Pillar One Amount A proposes to reallocate a portion of the global profit of multinational enterprises (MNEs) from their Residence (home) and Source (host) jurisdictions to their Market (sales destination) jurisdictions. The reallocation creates a new taxing right for Market jurisdictions, enabling them to levy a corporate income tax (CIT) on their “received” share of MNE global profit. To avoid double taxation, jurisdictions with nexus under current international Residence and Source tax principles must give up the right to tax their “relieved” share of MNE global profit. This article uses a simple analytics approach to clarify several likely impacts of Amount A. First, Amount A can be separated into a direct (tax base) effect and an indirect (tax rate) effect; the direct effect appears to be the more important driver for both the jurisdictional and overall impacts of Amount A. Second, although the EIA predicts a small overall impact of Amount A on global CIT revenues, the country-level impacts can be large for both “winning” and “losing” tax jurisdictions. Third, the overall impact of Amount A on global CIT revenues is likely to be much larger than predicted due to jurisdictional tax games that boost the direct (tax base) effect.
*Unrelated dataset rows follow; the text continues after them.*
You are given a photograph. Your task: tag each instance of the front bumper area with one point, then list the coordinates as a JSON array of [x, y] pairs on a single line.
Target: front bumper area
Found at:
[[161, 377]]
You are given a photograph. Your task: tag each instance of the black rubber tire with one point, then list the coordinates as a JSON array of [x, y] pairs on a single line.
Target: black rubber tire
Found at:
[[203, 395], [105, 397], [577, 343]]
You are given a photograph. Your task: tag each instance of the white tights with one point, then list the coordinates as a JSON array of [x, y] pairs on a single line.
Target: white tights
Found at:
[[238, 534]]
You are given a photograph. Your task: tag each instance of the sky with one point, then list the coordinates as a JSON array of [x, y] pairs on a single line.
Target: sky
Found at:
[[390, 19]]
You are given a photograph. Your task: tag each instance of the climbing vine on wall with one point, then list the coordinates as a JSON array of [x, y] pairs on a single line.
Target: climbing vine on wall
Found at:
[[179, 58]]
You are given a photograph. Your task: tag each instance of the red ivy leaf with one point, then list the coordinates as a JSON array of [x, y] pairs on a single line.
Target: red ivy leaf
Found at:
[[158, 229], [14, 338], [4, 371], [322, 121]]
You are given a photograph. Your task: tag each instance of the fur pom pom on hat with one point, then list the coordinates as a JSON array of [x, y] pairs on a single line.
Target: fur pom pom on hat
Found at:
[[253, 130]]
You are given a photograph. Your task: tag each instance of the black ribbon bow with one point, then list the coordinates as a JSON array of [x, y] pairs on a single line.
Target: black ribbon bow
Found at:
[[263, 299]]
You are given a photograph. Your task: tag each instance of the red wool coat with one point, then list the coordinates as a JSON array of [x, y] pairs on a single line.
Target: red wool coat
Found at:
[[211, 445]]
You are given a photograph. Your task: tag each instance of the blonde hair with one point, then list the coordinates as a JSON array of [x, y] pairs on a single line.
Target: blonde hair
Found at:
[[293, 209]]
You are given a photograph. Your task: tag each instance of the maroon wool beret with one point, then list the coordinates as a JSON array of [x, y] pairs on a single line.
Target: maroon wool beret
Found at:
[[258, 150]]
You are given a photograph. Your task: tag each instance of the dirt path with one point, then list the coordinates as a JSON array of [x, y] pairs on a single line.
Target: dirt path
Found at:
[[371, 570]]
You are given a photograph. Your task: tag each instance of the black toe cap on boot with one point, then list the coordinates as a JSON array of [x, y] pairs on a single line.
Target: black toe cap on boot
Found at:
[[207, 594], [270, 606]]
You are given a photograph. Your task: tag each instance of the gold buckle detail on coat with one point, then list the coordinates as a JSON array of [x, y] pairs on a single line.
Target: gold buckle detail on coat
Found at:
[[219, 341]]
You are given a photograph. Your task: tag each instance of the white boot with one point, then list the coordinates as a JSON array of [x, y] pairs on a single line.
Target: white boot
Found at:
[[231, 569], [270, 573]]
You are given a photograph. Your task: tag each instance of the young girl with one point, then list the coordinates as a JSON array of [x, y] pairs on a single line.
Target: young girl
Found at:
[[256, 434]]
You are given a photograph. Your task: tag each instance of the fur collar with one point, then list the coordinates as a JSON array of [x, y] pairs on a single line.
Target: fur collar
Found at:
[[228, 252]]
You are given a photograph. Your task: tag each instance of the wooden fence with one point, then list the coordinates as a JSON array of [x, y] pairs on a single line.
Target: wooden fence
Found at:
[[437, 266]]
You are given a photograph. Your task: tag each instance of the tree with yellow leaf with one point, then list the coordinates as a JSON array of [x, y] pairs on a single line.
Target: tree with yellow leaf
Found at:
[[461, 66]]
Fourth, the creation of new taxing rights under Amount A essentially applies sales-based global formulary apportionment (GFA) to MNE profit. Sales-based GFA rewards Market jurisdictions with large markets and poorly performing MNEs and punishes those where MNEs earn above the global average return on sales. In sum, Amount A has several unintended consequences including distortion of market signals and encouragement of gaming behaviors by MNEs and tax authorities, which would lead to greater tax complexity and disputes.